Assim como no Xadrez Centauro, onde o jogador humano traz intuição, criatividade e empatia para o jogo, na tradução, o tradutor humano traz nuances culturais e contextuais que uma máquina pode não capturar plenamente. A inteligência artificial traz força bruta, a capacidade de processar e digitar grandes volumes de texto em questão de segundos.

(E, assim como no xadrez, uma ferramenta poderosa nas mãos de um jogador não habilidoso não vai trazer resultados extraordinários…)

O que torna essa colaboração mais interessante é a capacidade de troca de informações bidirecionais, pois estamos falando de modelos de linguagem conversacionais. Ao contrário dos métodos atuais de pós-edição de tradução de máquina (a famigerada sigla MTPE), nesse modelo de Tradução Centauro, os tradutores humanos podem estabelecer comandos prévios (prompts) para definir aspectos como tom de voz, público-alvo e outras informações estratégicas relevantes para o texto. Eles podem incorporar a base de conhecimento gigantesca dos modelos de linguagem neural para orientar decisões tradutórias — podem até se beneficiar dos modelos de múltiplas traduções para escolher e combinar possibilidades, aprimorando a tradução final. E a cereja do bolo: os tradutores podem fazer um feedback em tempo real, conversar com a máquina para fazer ajustes contínuos ao longo do processo.

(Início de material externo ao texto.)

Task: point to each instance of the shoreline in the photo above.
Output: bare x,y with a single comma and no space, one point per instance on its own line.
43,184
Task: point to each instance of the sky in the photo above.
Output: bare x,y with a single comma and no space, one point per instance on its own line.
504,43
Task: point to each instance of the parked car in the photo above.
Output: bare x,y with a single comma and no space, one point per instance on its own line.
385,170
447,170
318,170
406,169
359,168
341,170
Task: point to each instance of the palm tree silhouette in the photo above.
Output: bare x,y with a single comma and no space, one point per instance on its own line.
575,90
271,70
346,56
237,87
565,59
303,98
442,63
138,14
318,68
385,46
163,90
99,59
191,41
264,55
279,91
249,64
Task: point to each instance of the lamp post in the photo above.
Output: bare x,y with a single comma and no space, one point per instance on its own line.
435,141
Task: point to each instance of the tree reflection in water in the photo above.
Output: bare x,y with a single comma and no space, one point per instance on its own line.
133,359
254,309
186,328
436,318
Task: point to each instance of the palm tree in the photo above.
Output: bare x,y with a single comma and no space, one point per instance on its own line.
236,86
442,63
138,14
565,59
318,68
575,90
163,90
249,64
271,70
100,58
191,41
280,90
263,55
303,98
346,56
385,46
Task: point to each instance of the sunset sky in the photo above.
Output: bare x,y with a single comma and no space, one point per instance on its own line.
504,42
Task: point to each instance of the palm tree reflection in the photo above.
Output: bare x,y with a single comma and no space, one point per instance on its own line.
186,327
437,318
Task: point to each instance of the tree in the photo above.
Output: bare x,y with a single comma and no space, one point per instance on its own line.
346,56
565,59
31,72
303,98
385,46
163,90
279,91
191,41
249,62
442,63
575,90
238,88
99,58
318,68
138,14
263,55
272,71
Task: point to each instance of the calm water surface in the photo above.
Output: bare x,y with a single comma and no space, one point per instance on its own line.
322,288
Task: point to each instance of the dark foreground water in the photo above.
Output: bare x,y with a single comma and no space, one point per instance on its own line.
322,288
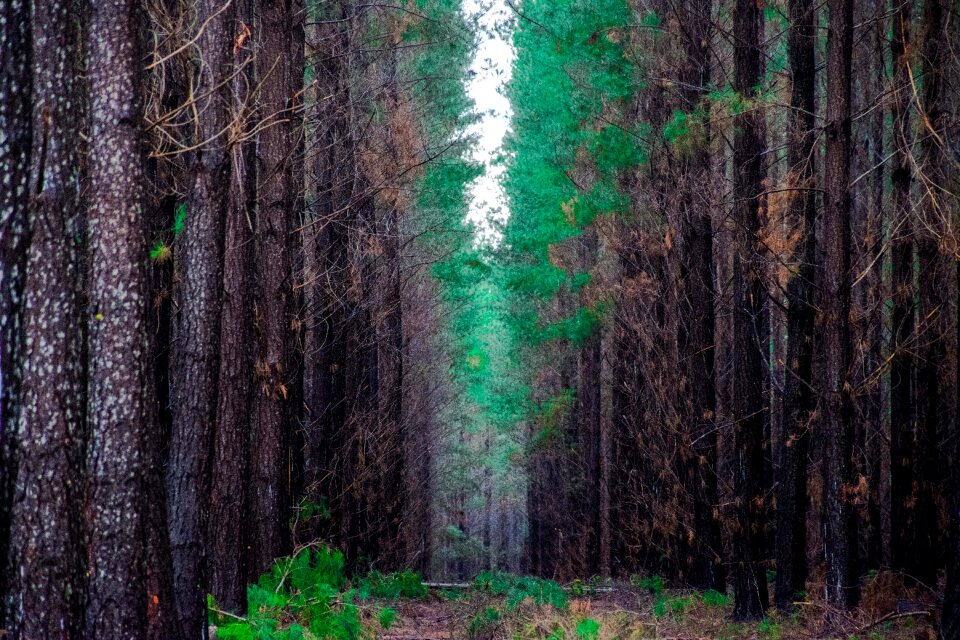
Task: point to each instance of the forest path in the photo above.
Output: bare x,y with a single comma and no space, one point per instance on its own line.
433,620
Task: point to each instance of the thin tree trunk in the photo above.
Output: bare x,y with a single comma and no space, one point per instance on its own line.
276,193
696,331
196,344
748,404
791,487
16,87
840,517
116,605
228,515
935,372
47,535
902,421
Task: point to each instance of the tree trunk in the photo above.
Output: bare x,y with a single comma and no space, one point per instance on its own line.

O Desempenho Humano na Tradução

Em essência, a lição que podemos tirar do Xadrez Centauro é que, quando humanos e máquinas trabalham juntos, eles podem alcançar níveis de desempenho que seriam inatingíveis de outra forma. E por “desempenho” aqui entendemos tanto qualidade quanto quantidade. Em um cenário de explosão de conteúdo que precisa ser localizado rapidamente para vários mercados, exige-se que os prestadores de serviços linguísticos processem e traduzam uma quantidade de texto cada vez maior, e mais rápido. Isso só é possível se formos auxiliados por máquinas. Ênfase no auxiliados. É possível que restará ao tradutor o trabalho de aplicar a sua criatividade, seu conhecimento específico em áreas de especialização e a compreensão de nuances culturais. Isso, se combinado à velocidade e à eficiência da IA, nos permitirá atender à demanda por rapidez e elevar a qualidade das traduções a um novo patamar.

Portanto, não há motivo para que os tradutores temam esse cenário. Essa colaboração pode beneficiar o trabalho de tradutores que estejam dispostos a se adaptar, a mudar de papel e deixar de lado o apego às próprias escolhas. O ganho é a eficiência, que, por sua vez, melhora a qualidade das traduções, tornando-as significativamente superiores às traduções feitas exclusivamente por máquinas. Sem a capacidade criativa e interpretativa, as máquinas podem realizar tarefas repetitivas, mecânicas e tediosas, como digitar grandes volumes de palavras rapidamente, enquanto os humanos podem se concentrar na parte pensante da tradução, adicionando estilo e sutileza que elevam a tradução a um nível excepcional.

O Caminho para o futuro da tradução

Assim como o Xadrez Centauro revolucionou o mundo do xadrez, a simbiose entre humanos e máquinas parece ser o futuro do mercado da tradução. Não se trata de, deuzolivre, substituir tradutores, mas de capacitá-los a atingir níveis de excelência que antes eram difíceis de imaginar – e, assim, obrigá-los a aprender novas habilidades, se familiarizar com novas tecnologias e saber transitar nesse meio que nos obriga a entender conceitos como aprendizado de máquina, redes neurais e tantos outros.

Na história, o medo da substituição do homem pela máquina sempre existiu, mas a verdadeira inovação geralmente é aquela que une essas forças. Após o momento de ruptura, elas encontram uma maneira de coexistir em harmonia. Sigamos explorando as possibilidades da IA na tradução para buscar resultados mais precisos, eficientes e humanamente sensíveis, tudo isso graças à parceria entre tradutores humanos e máquinas inteligentes. O futuro da tradução é, sem dúvida, meio homem e meio máquina.